Earl Camarine: Edelmann, Herrscher der Grafschaft Camarine, übernommene Domäne des Herzogs der Südprovinzen. Durchweg nur als Ehrentitel gebräuchlich.
»Ehrentitel.« Sie wusste nicht genau, was das bedeutete, aber allmählich ging ihr doch ein Licht auf. Obwohl er so etepetete auf Manieren achtete, war Declan nicht mal ein richtiger Earl. Rose kicherte.
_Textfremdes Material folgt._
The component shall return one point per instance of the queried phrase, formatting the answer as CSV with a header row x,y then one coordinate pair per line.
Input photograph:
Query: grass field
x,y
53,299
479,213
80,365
»Rose!« Sie schob das Buch vom Schoß, stieg die Dachbodenleiter hinunter und klopfte den Staub von ihrer Jeans. »Georgie, bist du draußen?« Sie marschierte auf die Veranda. »Habe ich dir nicht gesagt, du sollst im Haus bleiben?«
Declan stand im Vorgarten. Jack schmiegte sich in seine Arme. Mit geschlossenen Augen. Er schnurrte leise im Schlaf und bearbeitete mit seinen Krallen Declans Arm. Declan zuckte nicht mal mit der Wimper. »Ich glaube, er ist fix und fertig. Wo soll ich ihn hinbringen?«
Ihre Welt stand kopf, und es verschlug ihr die Sprache. Sie brauchte einen Moment, um zu sich zu kommen, aber als sie sprach, klang ihre Stimme fast wie immer: »Ich nehme ihn.«
Declan legte ihr Jack behutsam in die Arme. »Er würde das bestimmt nicht gerne hören, aber ich finde, er gibt ein hübsches Kätzchen ab.«
»Da hätten Sie ihn mal als Baby sehen sollen«, sagte Rose ungeachtet ihres Entsetzens. »Nichts als Flaum und Büschel an den Ohren. Jede Sekunde war wie ein Tierschnappschuss in National Geographic .«
Sie trug Jack ins Haus und legte ihn vorsichtig auf sein Bett.
Eine Stunde später servierte sie das Abendessen. Jack schlief weiter. Nach dem Essen zog Georgie sich zurück und las zum x-ten Male InuYasha , Rose kochte eine Tasse Tee und verzog sich damit auf die Veranda. Doch sie blieb nicht lange allein.
Declan setzte sich neben sie auf die Stufen. »Enttäuscht?«
Seine Stimme verriet keinen Spott, also zuckte sie die Achseln. »Ja. Wie haben Sie das gemacht?«
»Ich habe vier Fallen ausgelegt und die offensichtlichste mit einem Messer als Köder versehen, bei dessen Anblick ihm schon in meinem Zimmer das Wasser im Mund zusammengelaufen war.«
Was hatte sie denn erwartet? Jack war gerade mal acht. Sie hatte ihm eine Riesenlast aufgebürdet. Was sie besser von vornherein gelassen hätte. Bei der Vorstellung, wie Declan Jack im Wald nachspürte, hatte sie nicht im Traum daran gedacht, dass er Fallen aufstellen und Köder auslegen könnte. »Jungs und Messer«, murmelte Rose. »Da gibt’s kein Halten mehr.«
»Da wachsen wir nie raus.«
Er ganz sicher nicht, wenn man bedachte, wie viele Schwerter und Messer er mit sich herumschleppte. Auch Dads altes Zimmer war bis unter die Decke mit Klingen vollgestopft.